Mon pays le Tchad illustre à merveille la problématique de l’humanitaire aujourd’hui. Entouré de foyers de tensions, le Tchad accueille depuis plus d’une décennie des centaines de milliers de personnes réfugiées et déplacées.
Est –il besoin de le souligner, le Tchad est le troisième pays en Afrique après le Kenya et l’Ethiopie, qui accueille sur son territoire un nombre considérable de réfugiés estimé à plus de 750 000 personnes et ce depuis 2003 à nos jours.
A cela s’ajoutent les 130 000 retournés tchadiens de la République Centrafricaine qui attendent encore leur réinsertion dans leurs zones respectives d’accueil sur le territoire national.
L’un des premiers pays à avoir ratifié la Convention de l’Union africaine sur la protection et l’assistance aux personnes déplacées, le Tchad conformément à ses engagements internationaux et avec l’appui de ses partenaires notamment les Nations unies, l’Union européenne, l’Organisation Internationale des Migrations, a apporté l’aide d’urgence en offrant l’accueil et la protection nécessaires aux déplacés, réfugiés et migrants.
Mesdames, Messieurs ;
En sus des réfugiées et personnes déplacées suite aux crises du Darfour, de la RCA et de la Lybie, le Tchad vit depuis 2015 une nouvelle situation humanitaire consécutive aux atrocités commises par Boko Haram. Selon les données actualisées du Bureau de Coordination des Affaires Humanitaires (OCHA), plus de 2,3 millions de personnes ont besoin d’aide.
Le Gouvernement en réponse à cette situation, a élaboré de concert avec les partenaires un Plan de Réponse Humanitaire.
Il repose sur trois objectifs stratégiques à savoir : sauver des vies, renforcer la résilience et analyser les risques et vulnérabilités. Le défi majeur reste le financement de ce Plan dont le budget est estimé à 566 millions de dollars.

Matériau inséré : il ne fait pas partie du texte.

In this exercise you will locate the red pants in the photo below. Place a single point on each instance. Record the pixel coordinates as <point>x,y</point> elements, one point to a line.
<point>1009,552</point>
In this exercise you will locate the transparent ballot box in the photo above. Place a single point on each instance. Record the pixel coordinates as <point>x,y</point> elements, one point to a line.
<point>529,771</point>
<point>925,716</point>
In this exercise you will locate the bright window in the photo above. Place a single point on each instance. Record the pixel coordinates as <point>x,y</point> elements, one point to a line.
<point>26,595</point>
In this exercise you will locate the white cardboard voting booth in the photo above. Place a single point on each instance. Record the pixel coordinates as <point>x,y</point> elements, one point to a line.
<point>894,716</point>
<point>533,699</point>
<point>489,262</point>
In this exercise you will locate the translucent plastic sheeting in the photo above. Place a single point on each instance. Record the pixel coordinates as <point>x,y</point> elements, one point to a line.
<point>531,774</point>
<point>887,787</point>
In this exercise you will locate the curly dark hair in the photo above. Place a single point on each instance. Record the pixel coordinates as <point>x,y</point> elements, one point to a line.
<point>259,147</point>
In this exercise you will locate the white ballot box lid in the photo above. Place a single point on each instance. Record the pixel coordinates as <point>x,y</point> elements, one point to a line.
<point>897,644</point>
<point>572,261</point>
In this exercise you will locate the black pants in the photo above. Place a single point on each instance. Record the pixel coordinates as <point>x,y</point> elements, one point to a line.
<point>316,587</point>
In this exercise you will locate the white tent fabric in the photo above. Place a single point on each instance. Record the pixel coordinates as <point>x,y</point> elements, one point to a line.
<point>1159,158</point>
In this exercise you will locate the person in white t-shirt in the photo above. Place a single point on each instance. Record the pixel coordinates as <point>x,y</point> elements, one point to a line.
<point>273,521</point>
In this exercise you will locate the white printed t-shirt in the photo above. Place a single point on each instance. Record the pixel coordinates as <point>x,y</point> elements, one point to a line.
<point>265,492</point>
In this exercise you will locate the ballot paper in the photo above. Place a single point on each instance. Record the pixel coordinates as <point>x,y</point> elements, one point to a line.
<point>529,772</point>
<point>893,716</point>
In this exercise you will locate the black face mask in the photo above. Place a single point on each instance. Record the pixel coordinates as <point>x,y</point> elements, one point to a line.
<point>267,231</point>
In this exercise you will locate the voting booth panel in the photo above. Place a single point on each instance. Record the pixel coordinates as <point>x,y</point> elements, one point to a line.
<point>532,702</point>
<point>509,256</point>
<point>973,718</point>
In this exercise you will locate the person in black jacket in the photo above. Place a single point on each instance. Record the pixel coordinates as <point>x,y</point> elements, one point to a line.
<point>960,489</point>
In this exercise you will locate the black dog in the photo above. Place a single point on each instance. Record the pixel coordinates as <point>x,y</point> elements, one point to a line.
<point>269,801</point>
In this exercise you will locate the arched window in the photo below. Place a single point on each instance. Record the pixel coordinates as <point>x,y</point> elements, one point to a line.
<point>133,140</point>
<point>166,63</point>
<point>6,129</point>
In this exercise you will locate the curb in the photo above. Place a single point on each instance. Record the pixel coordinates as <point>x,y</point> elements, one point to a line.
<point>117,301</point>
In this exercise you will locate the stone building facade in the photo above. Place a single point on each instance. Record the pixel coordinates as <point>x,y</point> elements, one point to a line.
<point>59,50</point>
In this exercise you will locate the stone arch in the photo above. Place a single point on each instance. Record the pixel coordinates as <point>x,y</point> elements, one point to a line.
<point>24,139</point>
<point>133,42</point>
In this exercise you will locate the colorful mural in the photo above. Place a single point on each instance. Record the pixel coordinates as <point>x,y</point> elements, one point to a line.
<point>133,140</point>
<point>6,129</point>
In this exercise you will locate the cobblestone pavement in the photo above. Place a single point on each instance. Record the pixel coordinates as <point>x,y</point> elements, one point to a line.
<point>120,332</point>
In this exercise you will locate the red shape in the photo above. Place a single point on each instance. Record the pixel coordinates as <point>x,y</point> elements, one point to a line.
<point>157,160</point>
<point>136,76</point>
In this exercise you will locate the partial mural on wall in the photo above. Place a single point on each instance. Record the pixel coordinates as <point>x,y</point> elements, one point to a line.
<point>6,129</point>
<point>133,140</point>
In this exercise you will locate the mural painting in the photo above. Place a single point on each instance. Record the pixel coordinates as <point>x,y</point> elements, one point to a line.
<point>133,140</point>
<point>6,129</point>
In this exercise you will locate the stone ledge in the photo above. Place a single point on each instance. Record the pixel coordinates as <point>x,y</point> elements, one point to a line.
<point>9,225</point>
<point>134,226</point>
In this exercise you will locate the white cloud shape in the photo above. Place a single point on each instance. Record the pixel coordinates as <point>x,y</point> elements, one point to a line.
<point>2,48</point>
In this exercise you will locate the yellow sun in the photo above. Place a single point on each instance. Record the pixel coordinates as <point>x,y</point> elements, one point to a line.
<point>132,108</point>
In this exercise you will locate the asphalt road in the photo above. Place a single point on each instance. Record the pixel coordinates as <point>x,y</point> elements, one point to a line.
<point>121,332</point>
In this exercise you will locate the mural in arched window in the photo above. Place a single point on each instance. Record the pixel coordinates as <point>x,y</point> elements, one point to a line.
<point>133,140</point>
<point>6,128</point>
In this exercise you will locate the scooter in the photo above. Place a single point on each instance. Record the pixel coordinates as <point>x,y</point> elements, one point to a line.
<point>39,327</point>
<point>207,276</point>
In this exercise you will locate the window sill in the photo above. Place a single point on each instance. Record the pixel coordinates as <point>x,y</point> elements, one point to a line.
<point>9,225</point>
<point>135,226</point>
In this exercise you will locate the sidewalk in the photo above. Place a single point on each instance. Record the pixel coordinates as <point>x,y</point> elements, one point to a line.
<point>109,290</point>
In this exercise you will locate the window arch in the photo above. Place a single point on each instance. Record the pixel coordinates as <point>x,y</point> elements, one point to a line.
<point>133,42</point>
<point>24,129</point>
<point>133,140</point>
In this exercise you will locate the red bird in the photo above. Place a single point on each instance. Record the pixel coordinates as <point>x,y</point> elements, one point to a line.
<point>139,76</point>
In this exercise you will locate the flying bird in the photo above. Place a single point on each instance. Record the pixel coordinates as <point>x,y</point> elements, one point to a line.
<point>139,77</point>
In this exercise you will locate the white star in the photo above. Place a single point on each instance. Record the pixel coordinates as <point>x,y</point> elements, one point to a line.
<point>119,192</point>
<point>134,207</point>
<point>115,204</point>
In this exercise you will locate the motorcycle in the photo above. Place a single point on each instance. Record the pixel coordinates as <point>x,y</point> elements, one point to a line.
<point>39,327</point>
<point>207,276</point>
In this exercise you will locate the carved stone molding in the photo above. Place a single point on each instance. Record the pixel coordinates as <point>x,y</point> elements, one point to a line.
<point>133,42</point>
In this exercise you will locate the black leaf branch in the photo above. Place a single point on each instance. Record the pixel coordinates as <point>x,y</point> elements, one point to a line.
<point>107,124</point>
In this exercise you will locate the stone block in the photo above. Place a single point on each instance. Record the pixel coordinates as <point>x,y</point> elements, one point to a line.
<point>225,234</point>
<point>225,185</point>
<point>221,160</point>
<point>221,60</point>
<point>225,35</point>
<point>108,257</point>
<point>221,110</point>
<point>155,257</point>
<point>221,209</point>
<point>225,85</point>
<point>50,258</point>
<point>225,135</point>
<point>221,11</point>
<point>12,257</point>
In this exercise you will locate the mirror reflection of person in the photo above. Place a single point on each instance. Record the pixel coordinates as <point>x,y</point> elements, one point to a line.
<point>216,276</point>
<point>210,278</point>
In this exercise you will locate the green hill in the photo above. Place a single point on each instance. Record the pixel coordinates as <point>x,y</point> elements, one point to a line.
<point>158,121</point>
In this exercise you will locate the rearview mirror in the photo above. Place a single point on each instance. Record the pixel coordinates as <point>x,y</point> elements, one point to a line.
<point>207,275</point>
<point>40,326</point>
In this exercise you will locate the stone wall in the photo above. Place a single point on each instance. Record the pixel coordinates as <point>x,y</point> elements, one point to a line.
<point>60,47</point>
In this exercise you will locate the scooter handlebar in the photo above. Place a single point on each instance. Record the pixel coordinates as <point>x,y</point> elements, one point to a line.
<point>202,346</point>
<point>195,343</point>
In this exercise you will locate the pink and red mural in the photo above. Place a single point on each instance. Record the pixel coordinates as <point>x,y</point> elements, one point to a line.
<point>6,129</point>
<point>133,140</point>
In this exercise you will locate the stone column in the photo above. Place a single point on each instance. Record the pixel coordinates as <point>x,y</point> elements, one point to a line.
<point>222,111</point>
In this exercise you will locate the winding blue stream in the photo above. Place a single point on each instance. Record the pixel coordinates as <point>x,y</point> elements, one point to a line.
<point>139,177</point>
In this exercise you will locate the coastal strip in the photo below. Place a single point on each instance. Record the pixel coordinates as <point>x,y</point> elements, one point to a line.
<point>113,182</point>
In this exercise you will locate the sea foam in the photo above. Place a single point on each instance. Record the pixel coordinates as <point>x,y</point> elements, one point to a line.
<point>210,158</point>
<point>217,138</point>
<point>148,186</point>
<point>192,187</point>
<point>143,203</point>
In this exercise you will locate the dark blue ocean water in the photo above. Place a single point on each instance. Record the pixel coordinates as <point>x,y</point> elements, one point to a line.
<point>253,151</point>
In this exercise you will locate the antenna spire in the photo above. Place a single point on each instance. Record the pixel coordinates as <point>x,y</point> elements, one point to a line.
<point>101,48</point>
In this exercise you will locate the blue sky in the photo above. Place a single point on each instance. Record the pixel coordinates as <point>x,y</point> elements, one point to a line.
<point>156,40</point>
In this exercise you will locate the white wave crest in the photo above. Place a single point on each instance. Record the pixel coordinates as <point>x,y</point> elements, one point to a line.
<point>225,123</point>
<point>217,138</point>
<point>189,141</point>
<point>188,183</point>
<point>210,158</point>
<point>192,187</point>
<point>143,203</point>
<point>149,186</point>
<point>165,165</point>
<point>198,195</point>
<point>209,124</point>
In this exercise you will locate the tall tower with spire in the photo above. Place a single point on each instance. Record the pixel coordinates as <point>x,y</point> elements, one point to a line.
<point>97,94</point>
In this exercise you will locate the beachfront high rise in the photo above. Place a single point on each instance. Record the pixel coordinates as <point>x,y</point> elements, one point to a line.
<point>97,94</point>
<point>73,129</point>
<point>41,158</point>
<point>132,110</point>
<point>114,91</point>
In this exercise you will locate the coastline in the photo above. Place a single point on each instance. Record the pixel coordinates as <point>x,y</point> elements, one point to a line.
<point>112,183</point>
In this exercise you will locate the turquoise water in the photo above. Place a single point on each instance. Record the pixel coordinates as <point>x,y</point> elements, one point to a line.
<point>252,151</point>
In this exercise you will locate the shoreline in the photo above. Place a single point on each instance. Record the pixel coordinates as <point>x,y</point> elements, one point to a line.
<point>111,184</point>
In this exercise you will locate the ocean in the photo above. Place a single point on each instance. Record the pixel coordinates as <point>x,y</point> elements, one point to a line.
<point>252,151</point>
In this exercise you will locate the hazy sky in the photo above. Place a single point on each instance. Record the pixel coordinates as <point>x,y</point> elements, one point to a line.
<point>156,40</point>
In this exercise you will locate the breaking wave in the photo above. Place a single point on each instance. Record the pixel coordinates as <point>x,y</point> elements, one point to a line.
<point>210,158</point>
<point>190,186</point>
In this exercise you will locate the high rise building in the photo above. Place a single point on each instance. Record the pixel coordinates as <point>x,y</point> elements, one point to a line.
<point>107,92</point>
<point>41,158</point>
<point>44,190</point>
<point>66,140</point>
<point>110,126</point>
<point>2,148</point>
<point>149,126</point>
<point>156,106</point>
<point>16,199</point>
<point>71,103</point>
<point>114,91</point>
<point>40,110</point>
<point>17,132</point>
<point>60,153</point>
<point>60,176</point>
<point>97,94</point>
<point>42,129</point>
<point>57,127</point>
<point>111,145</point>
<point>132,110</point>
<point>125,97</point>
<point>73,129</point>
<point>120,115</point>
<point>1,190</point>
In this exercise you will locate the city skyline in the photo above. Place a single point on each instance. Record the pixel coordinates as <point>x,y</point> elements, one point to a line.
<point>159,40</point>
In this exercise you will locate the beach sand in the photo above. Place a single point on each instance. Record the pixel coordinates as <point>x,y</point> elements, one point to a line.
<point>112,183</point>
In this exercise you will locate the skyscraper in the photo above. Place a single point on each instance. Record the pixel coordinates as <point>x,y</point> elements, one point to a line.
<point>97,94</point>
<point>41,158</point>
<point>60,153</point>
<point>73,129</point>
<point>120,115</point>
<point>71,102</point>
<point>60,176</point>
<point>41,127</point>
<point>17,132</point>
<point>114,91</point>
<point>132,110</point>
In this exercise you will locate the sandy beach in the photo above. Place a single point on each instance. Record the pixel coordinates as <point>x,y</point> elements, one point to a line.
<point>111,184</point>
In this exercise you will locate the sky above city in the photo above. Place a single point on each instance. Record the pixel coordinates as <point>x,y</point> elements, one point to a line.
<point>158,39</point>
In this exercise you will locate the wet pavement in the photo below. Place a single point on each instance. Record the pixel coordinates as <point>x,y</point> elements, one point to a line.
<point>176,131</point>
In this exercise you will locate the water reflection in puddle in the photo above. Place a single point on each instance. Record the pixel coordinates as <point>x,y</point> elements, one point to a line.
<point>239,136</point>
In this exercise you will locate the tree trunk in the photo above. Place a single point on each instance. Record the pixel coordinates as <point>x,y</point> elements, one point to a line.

Le manque de financement de ce Plan de réponse risque d’entrainer entre autres :
- L’augmentation du nombre de personnes en situation d’insécurité alimentaire aigüe ;
- Le manque de services sanitaires appropriés avec le risque d’apparition d’épidémies ;
- Le non accès à l’éducation de plus de 230 000 enfants;
- La non protection de plus de 650 000 personnes déplacées ne bénéficieront pas de protection ;
- Le non accès à l’eau potable et aux infrastructures d’hygiène et d’assainissement aux personnes déplacées et populations hôtes ;
- La détérioration de la situation des réfugiés, retournés et déplacés internes.
Je voudrais à cet égard saluer la visite de haut niveau de la délégation comprenant le gouvernement américain, de l’Union européenne et des Nations unies, qui s’est rendue au Tchad au mois de juillet dernier afin d’attirer l’attention sur la situation humanitaire dramatique dans le Bassin du Lac-Tchad.
Aussi, souhaiterions-nous une réponse conséquente et urgente de la part de la Communauté internationale pour aider les Etats de la région à y faire face.
Mesdames, Messieurs ;
Tout en saluant l’adoption le 13 septembre 2016 de la Déclaration de New York sur les réfugiés et les migrants, je voudrais souligner l’impérieuse nécessité de se pencher sérieusement sur les causes de ces situations humanitaires qui sont entre autres l’insécurité, le terrorisme, la pauvreté, le changement climatique et leurs corolaires que sont la violence, l’instabilité et l’immigration. Ainsi, aurions nous agi sur les racines du mal au lieu de nous limiter à en gérer les conséquences toujours dramatiques sur le plan humanitaire.